The image sensor 120 is a typical colour camera for capturing sequence of images. Such image sensor 120 is commonly known in the art and a detailed description of the image sensor 120 would be omitted for brevity.
The processing unit 130 is a typical computing system that comprises a processor, memory and instructions stored on the memory and executable by the processor. The processor may be a processor, microprocessor, microcontroller, application specific integrated circuit, digital signal processor (DSP), programmable logic circuit, or other data processing device that executes instructions to perform the processes in accordance with the present invention. The processor has the capability to execute various applications that are stored in the memory. The memory may include read-only memory (ROM), random- access memory (RAM), electrically erasable programmable ROM (EEPROM), flash cards, or any storage medium. Instructions are computing codes, software applications that are stored on the memory and executable by the processor to perform the processes in accordance with this invention. Such computing system is well known in the art and hence only briefly described herein. The instructions can developed in C++ language (or any other
known programming language) and can be run on System on Chip (SoC) like Raspberry Pi or/and mobile devices like cell phones or tablet PCs.
Figure 2 illustrates a process flow 200 that is executed by the instructions of the processing unit to estimate vital signs of a person in accordance with this invention. To use the system 100, both active depth sensor 110 and image sensor 120 would pointing in the same direction. Images captured by both sensors 110 and 120 would be transmitted to the processing unit 130.
Process 200 begins with step 205 where the images from the active depth sensor 110 and image sensor 120 are time synchronised. Essentially, there should not be any time shift between the images from both sensors.
In step 210, process 200 detects the region of interest. The region of interest (Rol) includes, forehead, cheek and any other exposed skin. In one embodiment, when the system is arranged in a manner to capture the face of the person, the region of interest would include the forehead and cheek. Figure 3 illustrates an example of an image taken from the active depth sensor 110 and image sensor 120. Specifically, the left image 310 is taken from the active depth sensor 110 and the right image 320 is taken from the image sensor 120. In step 210, the process first detects the face 311 and thereafter detects whether the person is wearing a mask. If the person is not wearing a mask, the process would detect the forehead region 312 and the cheek regions 313. If the person is wearing a mask, the process would detect the forehead region 312 only. One method of detecting the Rol is by using facial landmark detection where 81 prominent feature points on the face are detected. The 81 prominent feature points include eyebrow, eye, nose, mouth and facial edge. Based on the 81 prominent detected points, the process would be able to determine if the person of interest is facing the camera (i.e. frontal, profile, or semi-frontal) and whether the person is wearing a mask (i.e. mouth and part of nose and bottom facial edges would be obscured). Using the 81 prominent feature points detected, we can simply overlay a box on the top of the detected 81 prominent feature points between the facial edge and
eyebrows. If the person is not wearing a mask, another two boxes would be overlay at the cheeks which are between the facial edge and nose.

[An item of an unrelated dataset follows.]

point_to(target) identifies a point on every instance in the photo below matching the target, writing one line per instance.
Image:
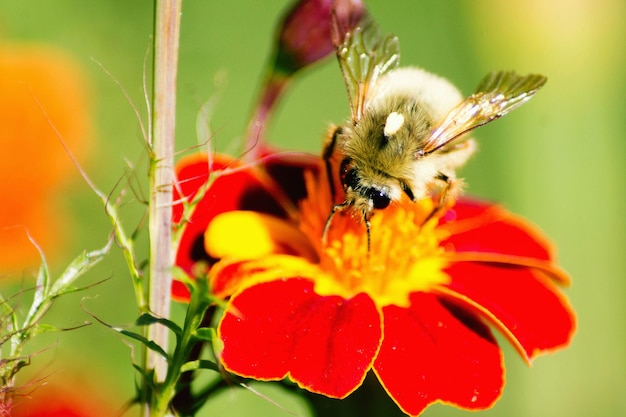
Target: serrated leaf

Based on the detected region, similar region would be marked on the image from the image sensor. The region of interest is computed for all the images from the active depth sensor 110 and mapped to the images from image sensor 120 using the calibration. The Rol detection is executed on the captured images to form a set of time synchronised images. The set of time synchronised images is a length of no more than 5 seconds. In one embodiment, both active depth sensor 110 and image sensor 120 are calibrated using standard Tsai camera calibration technique to know the pixel mapping between them so that when we detect the region of interest in one image, it can be mapped to the other image without additional computations. For example, if we detect forehead and cheek regions in the image from the active depth camera, we can map the regions corresponding to the forehead and cheek regions in the image from the image sensor by using the calibration. In step 215, process 200 extracts raw signals within the detected region(s) of the images from both the active depth sensor 110 and image sensor 120. Further details will be described below with reference to figure 4.

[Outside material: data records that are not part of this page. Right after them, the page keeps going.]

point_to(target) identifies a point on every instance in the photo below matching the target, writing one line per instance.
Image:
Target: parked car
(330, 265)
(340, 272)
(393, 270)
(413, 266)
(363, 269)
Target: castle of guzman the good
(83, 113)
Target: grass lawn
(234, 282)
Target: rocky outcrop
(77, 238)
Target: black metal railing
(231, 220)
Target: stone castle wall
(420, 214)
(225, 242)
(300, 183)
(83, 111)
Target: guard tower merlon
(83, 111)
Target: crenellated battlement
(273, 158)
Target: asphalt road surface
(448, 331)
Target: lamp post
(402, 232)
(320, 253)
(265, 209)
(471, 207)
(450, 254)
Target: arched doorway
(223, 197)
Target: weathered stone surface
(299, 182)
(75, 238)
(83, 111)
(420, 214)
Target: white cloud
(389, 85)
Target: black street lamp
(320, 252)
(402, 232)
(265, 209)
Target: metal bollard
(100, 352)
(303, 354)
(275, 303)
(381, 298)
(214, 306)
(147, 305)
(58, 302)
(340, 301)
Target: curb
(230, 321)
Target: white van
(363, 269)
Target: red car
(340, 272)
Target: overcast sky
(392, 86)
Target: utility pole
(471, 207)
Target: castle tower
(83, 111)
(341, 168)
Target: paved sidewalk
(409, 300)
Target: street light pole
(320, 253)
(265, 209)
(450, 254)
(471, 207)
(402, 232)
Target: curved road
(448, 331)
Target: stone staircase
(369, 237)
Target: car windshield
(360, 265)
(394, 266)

In step 220, process 200 extracts PPG signal from the raw signals. Further details will be described below with reference to figure 5. In step 225, process 200 estimates the vital signs including Respiration Rate (RR),
Heart Rate (HR), Systolic Blood Pressure (SBP), Diastolic Blood Pressure (DBP) and Blood Oxygen Saturation (SPO2). Further details will be described below with reference to figure 6.
Process 200 ends after step 225. Figure 4 illustrates a process flow 400 that is executed by the instructions of the processing unit to extract raw signals within the detected region(s) of the images from both the active depth sensor of step 215 in process 200 in accordance with this invention. The
raw signals are pixel intensity values of each frequency band in the RGB images and NIR images. Process 400 begins with step 405 to compute the average pixel intensity of the detected region(s) for each of the frequency bands including Red, Green and Blue from the image of the image sensor 220 and NIR from the depth sensor 210. Each detected Region of Interest (Rol) is a rectangular matrix of the pixel intensity values as identified as 312 and 313 in Figure 3. For each of the frequency bands in the images (Red, Green, Blue and NIR), the arithmetic mean of all the pixels (average pixel intensity) within the region of interest 312 and 313 is computed in step 405. The average pixel intensity value for each frequency band computed in step 405 is then appended to the time series of the corresponding frequency band in step 410.

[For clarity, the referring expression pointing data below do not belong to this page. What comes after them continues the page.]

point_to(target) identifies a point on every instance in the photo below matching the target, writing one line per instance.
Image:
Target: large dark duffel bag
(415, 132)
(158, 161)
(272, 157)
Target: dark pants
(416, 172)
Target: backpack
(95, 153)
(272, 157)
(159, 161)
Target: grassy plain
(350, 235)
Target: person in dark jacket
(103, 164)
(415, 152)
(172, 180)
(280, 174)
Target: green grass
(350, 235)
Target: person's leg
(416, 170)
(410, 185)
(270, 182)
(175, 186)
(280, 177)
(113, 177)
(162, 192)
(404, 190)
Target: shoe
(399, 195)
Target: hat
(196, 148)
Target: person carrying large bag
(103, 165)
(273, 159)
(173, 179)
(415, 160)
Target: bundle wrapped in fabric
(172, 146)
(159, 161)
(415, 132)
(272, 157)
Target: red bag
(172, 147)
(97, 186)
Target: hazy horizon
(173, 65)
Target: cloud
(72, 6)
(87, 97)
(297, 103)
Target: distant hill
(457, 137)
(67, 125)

In step 410, process 400 appends the average pixel intensity value to form a time series corresponding to the frequency band. Specifically, process 400 appends the average pixel intensity value of each frequency band to the pixel intensity value of corresponding frequency band in respective RGB and NIR images to form a time series for each frequency band, the frequency band includes R, G B and NIR. The time series relate to the time synchronised video for estimating the vital signs. Each set of time series is no longer than 5 seconds of video clip. The average pixel intensity values are appended in the following manner:
1 . For Red time series, the average pixel intensity values of the Red frequency band computed in step 405 is appended to the pixel intensity values of Red frequency band in each image from the video clip to form the red time series;
2. For Green time series, the average pixel intensity values of the Green frequency band computed in step 405 is appended to the pixel intensity values of Green frequency band in each image from the video clip to form the green time series; 3. For Blue time series, the average pixel intensity values of the Blue frequency band computed in step 405 is appended to the pixel intensity values of Blue frequency band in each image from the video clip to form the blue time series; and
4. For NIR time series, the average pixel intensity values of the NIR frequency band computed in step 405 is appended to the pixel intensity values of NIR frequency band in each image from the video clip to form the NIR time series.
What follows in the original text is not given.